We can each tell this kind of story of our ordinary life, and we sometimes diminish it as a result. Where is the sacred in the small? Where is the blessing in our everyday? What does blessing even mean?
The Bible Project says that God’s blessing is about flourishing, about God sharing his life-producing ability with others (see their short “Blessings and Curses” film online), so when we name something as blessed we are declaring it as life-giving, reflecting God’s desire for creation’s flourishing. Those small acts of doing simple, necessary tasks, such as preparing food, going to bed, working, caring for others, caring for ourselves…could it be that these are blessed because they are the stuff of life?

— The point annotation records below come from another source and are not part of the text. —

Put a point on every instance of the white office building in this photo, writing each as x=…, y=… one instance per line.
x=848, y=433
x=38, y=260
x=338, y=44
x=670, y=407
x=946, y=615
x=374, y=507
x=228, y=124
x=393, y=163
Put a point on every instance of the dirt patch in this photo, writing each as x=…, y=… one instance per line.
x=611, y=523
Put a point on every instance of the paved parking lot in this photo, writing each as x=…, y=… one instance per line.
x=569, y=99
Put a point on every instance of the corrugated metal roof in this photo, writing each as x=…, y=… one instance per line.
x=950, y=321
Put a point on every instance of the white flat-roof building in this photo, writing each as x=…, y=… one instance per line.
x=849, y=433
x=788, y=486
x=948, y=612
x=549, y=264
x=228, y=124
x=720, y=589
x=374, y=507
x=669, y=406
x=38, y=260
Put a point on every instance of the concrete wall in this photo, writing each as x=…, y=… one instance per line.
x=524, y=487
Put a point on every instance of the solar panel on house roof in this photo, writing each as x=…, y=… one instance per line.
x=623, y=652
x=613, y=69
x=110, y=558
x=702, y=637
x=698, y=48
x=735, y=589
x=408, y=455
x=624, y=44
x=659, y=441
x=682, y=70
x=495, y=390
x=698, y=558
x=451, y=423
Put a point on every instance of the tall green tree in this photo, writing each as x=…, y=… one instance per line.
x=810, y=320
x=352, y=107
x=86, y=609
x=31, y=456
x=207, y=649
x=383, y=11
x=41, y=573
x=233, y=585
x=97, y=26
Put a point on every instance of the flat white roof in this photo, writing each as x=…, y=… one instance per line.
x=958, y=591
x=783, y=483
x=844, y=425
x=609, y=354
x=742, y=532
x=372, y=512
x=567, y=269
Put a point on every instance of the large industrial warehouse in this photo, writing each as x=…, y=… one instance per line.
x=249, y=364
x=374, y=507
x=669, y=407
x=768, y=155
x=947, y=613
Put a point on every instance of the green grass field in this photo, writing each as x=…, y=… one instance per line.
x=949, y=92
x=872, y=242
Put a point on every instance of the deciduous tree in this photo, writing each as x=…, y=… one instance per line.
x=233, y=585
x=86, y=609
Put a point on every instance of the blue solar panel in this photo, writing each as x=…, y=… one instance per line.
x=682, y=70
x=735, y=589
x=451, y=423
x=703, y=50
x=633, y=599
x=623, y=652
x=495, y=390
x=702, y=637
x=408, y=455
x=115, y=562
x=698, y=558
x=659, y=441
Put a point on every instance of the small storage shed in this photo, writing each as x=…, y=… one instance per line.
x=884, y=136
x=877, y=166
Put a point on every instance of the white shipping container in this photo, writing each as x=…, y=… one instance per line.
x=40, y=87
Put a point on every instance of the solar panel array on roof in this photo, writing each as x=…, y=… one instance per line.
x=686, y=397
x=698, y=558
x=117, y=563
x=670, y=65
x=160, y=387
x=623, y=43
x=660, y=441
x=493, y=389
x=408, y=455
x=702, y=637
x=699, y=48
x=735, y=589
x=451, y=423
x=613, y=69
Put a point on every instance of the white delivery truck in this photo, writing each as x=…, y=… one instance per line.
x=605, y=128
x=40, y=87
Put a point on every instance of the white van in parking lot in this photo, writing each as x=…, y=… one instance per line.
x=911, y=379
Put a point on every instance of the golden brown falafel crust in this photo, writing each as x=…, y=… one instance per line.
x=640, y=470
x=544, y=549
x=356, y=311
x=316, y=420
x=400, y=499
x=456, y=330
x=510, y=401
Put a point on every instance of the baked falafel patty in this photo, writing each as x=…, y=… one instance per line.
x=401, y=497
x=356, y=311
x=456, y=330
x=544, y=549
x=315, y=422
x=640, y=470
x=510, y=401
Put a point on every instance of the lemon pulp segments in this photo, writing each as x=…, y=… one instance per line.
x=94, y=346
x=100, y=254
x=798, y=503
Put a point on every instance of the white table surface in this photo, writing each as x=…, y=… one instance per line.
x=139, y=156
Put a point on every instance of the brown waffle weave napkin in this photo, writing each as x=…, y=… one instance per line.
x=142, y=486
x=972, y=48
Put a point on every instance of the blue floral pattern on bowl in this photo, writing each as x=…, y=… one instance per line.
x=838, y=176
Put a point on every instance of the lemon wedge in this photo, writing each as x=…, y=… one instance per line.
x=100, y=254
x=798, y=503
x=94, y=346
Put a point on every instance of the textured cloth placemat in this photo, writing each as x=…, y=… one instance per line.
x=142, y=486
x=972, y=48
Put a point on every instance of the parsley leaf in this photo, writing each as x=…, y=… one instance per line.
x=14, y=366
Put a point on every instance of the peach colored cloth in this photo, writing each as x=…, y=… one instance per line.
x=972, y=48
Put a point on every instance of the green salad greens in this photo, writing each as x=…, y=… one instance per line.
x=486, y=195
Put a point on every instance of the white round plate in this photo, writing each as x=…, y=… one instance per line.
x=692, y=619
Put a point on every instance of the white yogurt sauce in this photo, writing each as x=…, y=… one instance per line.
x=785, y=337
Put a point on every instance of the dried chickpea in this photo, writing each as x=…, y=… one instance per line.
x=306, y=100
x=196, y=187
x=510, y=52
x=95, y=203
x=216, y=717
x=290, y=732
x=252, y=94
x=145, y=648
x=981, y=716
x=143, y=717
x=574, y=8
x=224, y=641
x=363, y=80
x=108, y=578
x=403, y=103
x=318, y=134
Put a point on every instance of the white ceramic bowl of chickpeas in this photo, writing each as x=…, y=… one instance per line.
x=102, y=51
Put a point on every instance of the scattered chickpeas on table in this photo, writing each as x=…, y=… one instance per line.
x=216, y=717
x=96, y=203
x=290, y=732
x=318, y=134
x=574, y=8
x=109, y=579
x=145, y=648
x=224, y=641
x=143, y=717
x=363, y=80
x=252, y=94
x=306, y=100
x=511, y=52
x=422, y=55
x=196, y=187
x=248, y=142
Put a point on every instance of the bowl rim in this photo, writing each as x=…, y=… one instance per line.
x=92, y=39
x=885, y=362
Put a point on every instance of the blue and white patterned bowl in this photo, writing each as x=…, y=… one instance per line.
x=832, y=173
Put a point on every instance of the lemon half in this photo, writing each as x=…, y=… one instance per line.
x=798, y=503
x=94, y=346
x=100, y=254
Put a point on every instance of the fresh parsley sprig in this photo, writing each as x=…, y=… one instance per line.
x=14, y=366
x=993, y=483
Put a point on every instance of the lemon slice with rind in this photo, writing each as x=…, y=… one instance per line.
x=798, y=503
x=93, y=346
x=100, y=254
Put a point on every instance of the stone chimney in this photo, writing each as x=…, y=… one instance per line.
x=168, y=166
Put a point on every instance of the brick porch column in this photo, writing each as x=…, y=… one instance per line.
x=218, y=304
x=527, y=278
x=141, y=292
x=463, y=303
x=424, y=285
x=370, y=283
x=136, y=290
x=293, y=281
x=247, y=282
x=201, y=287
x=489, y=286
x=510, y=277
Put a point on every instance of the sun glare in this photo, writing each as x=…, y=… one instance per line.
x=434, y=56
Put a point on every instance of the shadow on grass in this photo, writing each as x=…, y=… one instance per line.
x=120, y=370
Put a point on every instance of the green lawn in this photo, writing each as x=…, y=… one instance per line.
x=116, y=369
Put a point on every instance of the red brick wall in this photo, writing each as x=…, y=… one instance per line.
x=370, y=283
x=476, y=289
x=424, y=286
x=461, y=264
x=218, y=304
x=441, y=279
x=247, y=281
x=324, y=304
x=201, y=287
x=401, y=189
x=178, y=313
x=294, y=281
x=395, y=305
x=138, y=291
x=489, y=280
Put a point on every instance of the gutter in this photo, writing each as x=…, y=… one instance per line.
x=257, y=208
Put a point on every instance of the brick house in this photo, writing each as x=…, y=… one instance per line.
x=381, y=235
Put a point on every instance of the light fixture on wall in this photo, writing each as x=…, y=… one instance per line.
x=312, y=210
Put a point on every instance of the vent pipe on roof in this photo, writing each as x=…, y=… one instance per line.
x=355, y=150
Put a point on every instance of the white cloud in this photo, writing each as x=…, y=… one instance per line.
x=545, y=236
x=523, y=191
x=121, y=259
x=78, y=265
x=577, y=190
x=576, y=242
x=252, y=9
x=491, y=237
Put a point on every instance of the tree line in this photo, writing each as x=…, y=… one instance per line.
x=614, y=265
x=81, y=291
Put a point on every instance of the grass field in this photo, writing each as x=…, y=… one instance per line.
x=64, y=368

This week we are exploring what it might mean for the ordinary to be declared blessed, through the window of Mary’s life as she learned she was to be mother of Jesus, the one also called Emmanuel – God with us.
Imagine you are Mary for a moment. A young girl, engaged to be married to a young carpenter called Joseph, living in “a small, out-of-the-way place in the hill country called Seed Planter Village (Nazareth)” (Luke 1:26). You are living a life similar to so many other young women of that time. You wake and you wash, prepare food, share laughter and tears with friends. You eat, you go to the market, you sweep the floor, you feel the chill of a cold night and search for a warmer blanket. It’s all so ordinary.
Yet in the midst of this profound ordinariness, we learn that Mary (Bitter Tears in this translation) is blessed. She is honoured for her faithfulness and entrusted with the mystery and miracle of bringing Jesus, God with us, into this ordinary world.
Tomorrow we continue to contemplate Mary’s life, and will wonder together at the significance of “Bitter Tears”.
May your ordinary life be freshly illuminated for you today, seen in the kind glow of everyday blessings.